Scienza e Ricerca

08 Ottobre 2021

Socialità e sessualità nei mammiferi: la natura è a-morale

Spesso si crede che ciò che è “naturale” abbia un valore morale, e si compie l’indebita associazione tra “naturale” e “giusto”. Spesso, inoltre, si crede che la natura sia statica, e che non fornisca possibilità alternative a quelle storicamente realizzate. Molte delle nostre convinzioni riguardanti sessualità e accoppiamento, ad esempio, sono macchiate proprio da questo pregiudizio: si crede che la monogamia o l’eterosessualità siano “giuste” nella misura in cui ci appaiono più naturali.

Ma siamo sicuri che sia davvero così – che la natura sia “morale”, che indichi una via giusta e una sbagliata di comportamento?

Per quanto riguarda la sessualità, possiamo rispondere a tale domanda con un sicuro “no”. Prendendo in esame soltanto la classe dei mammiferi, infatti, si scopre che in natura esistono le più diverse abitudini sessuali, e che esse variano, anche all’interno di una stessa specie, a seconda dell’ambiente sociale, delle condizioni ecologiche e delle contingenze della storia evolutiva.

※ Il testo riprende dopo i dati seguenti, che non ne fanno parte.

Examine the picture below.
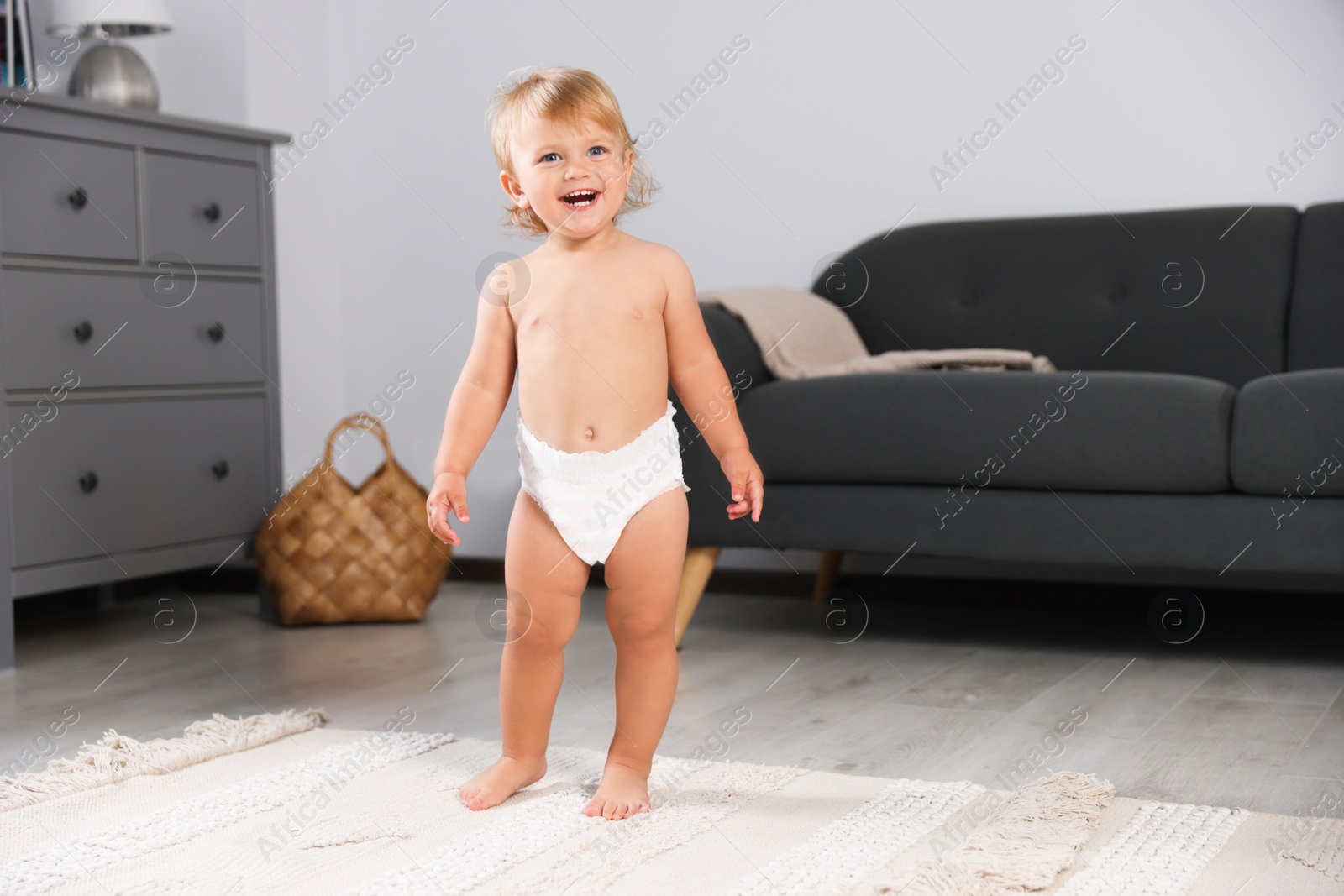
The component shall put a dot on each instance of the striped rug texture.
(277, 804)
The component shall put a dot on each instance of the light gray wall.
(824, 132)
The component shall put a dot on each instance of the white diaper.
(591, 496)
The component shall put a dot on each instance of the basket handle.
(356, 422)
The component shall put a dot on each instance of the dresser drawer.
(203, 210)
(55, 322)
(113, 476)
(66, 197)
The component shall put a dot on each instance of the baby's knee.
(640, 629)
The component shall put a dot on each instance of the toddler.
(596, 322)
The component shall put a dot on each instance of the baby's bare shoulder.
(645, 251)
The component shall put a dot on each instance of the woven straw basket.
(331, 553)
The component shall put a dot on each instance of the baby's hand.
(448, 493)
(745, 481)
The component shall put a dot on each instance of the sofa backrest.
(1198, 291)
(1316, 316)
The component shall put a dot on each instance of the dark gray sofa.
(1187, 438)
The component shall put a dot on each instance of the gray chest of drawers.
(138, 344)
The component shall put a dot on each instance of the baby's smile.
(581, 199)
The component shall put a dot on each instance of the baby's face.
(573, 177)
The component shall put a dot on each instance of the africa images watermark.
(380, 73)
(995, 465)
(1292, 161)
(716, 73)
(1012, 107)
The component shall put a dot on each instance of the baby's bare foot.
(499, 782)
(622, 793)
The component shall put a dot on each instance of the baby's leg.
(644, 574)
(544, 582)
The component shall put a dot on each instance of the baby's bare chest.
(613, 311)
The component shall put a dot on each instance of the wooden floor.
(944, 680)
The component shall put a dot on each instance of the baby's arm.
(475, 407)
(703, 387)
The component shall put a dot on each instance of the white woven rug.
(340, 812)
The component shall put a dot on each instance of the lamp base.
(114, 74)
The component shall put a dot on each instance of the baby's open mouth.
(580, 197)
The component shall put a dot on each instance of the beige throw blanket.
(803, 335)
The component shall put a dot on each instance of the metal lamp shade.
(112, 73)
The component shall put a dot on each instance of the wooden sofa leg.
(827, 570)
(696, 575)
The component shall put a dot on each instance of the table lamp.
(112, 73)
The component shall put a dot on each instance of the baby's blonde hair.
(568, 96)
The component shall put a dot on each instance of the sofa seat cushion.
(1093, 430)
(1287, 436)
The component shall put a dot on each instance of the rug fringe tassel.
(116, 757)
(1021, 846)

Tim Clutton-Brock, docente di ecologia e biologia evoluzionistica all’università di Cambridge, firma, sulla rivista americana Science, una Review in cui fa il punto delle nostre attuali conoscenze circa l’evoluzione sociale dei mammiferi, la quale è direttamente correlata alle diverse modalità di accoppiamento e riproduzione. La comprensione di come si siano evoluti i sistemi sociali dei mammiferi è importante, poiché influisce sulle pressioni selettive a cui sono sottoposti maschi e femmine, ma anche sull’evoluzione dei comportamenti, delle caratteristiche fisiologiche e morfologiche e sul rapporto delle specie con l’ambiente.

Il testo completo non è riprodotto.